Volatile gold demand tarnishes U.S. commodity fund sales

NEW YORK (Reuters) - Turning fortunes for gold pushed withdrawals from U.S.-based commodity funds to their highest levels since April, Investment Company Institute data for the latest week showed on Wednesday.

Gold bullion is displayed at Hatton Garden Metals precious metal dealers in London, Britain July 21, 2015. REUTERS/Neil Hall

Investors pulled $601 million from those mutual funds and exchange-traded funds during the week through Aug. 31, the trade group said, though many gold funds have seen a rebound in recent days.

The fickle buying and selling of funds, such as SPDR Gold Shares, comes after some U.S. monetary policymakers suggested they favored raising interest rates sooner rather than later, though weak economic data have damped their case.

Hiking rates would raise the opportunity cost of holding assets such as gold, which despite its strong price gains this year yields little.

Precious metals commodities funds tracked by Thomson Reuters Lipper, a research service, have recorded negative performance for the four weeks through the end of August.

But the flows have started to rebound alongside of a rise in the price of gold recently. GLD took in $607 million on Tuesday, according to FactSet Research Systems Inc, which tracks the ETF market.

John LaForge, head of real asset strategy at the Wells Fargo & Co’s Investment Institute, said he does not see concerns over central bank policy or economic problems helping support gold prices further.
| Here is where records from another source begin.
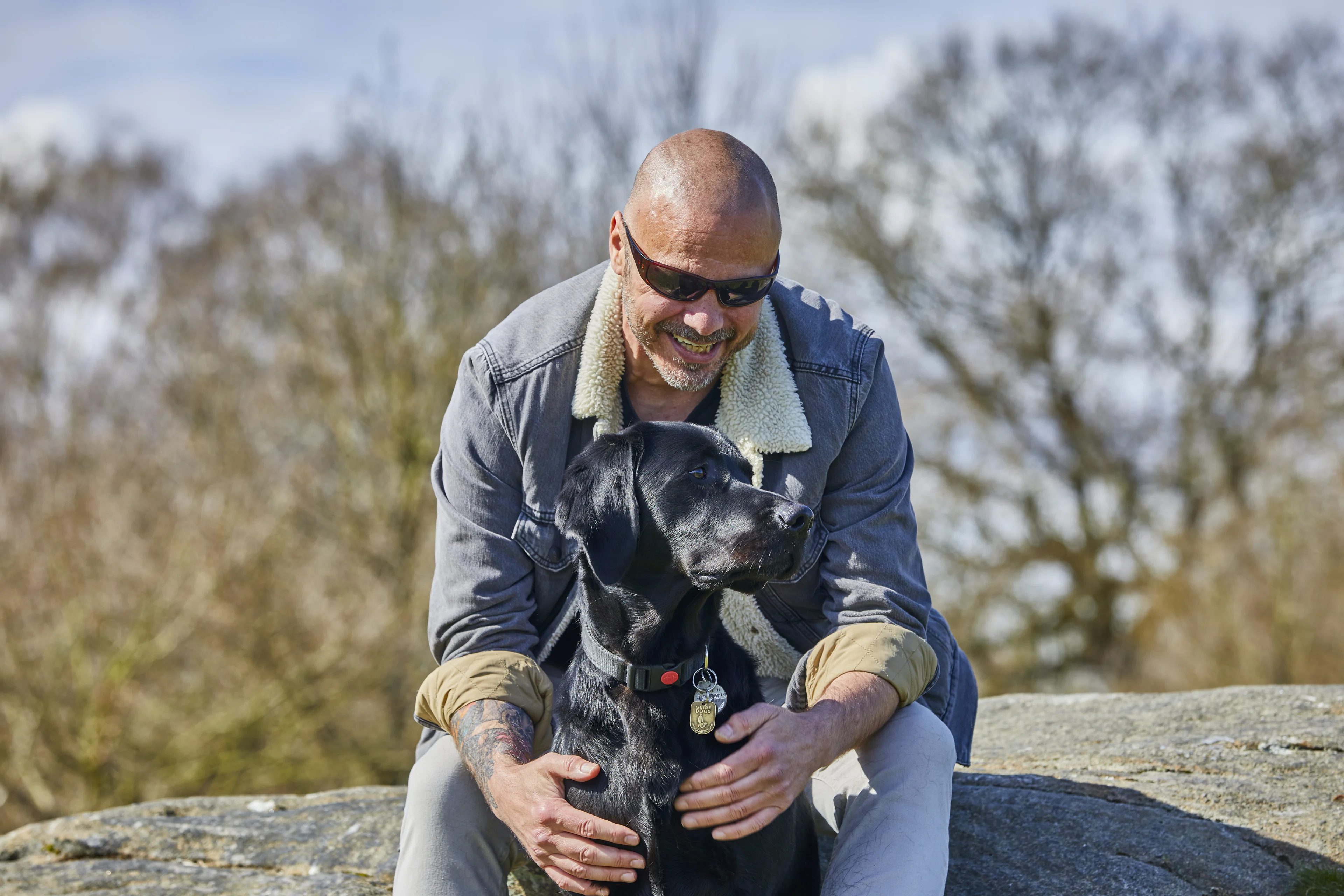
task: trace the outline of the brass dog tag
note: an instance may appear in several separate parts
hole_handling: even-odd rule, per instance
[[[719,715],[718,707],[703,692],[696,693],[695,697],[691,701],[691,731],[698,735],[707,735],[714,731],[714,720]]]

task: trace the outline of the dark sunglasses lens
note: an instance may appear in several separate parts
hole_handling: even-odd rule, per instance
[[[719,285],[719,301],[730,308],[741,308],[759,301],[770,292],[774,283],[773,277],[758,277],[755,279],[741,279],[734,283]]]
[[[704,296],[704,290],[708,287],[708,283],[698,277],[655,265],[649,265],[649,275],[645,279],[655,290],[679,302],[694,302]]]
“If you look at gold versus the other major assets, it’s overpriced relative to its history,” said LaForge.

It was a fairly quiet end to August for other asset classes.

Stock funds posted $910 million in outflows, ICI data showed, a more moderate figure than the $3.3 billion in outflows averaged over the prior five weeks.

Bond funds, which unlike stock funds have been popular for the better part of the year, took in $2.5 billion, according to the ICI. That is a slower pace of inflows for the funds, compared to the $7.5 billion prior five-week average.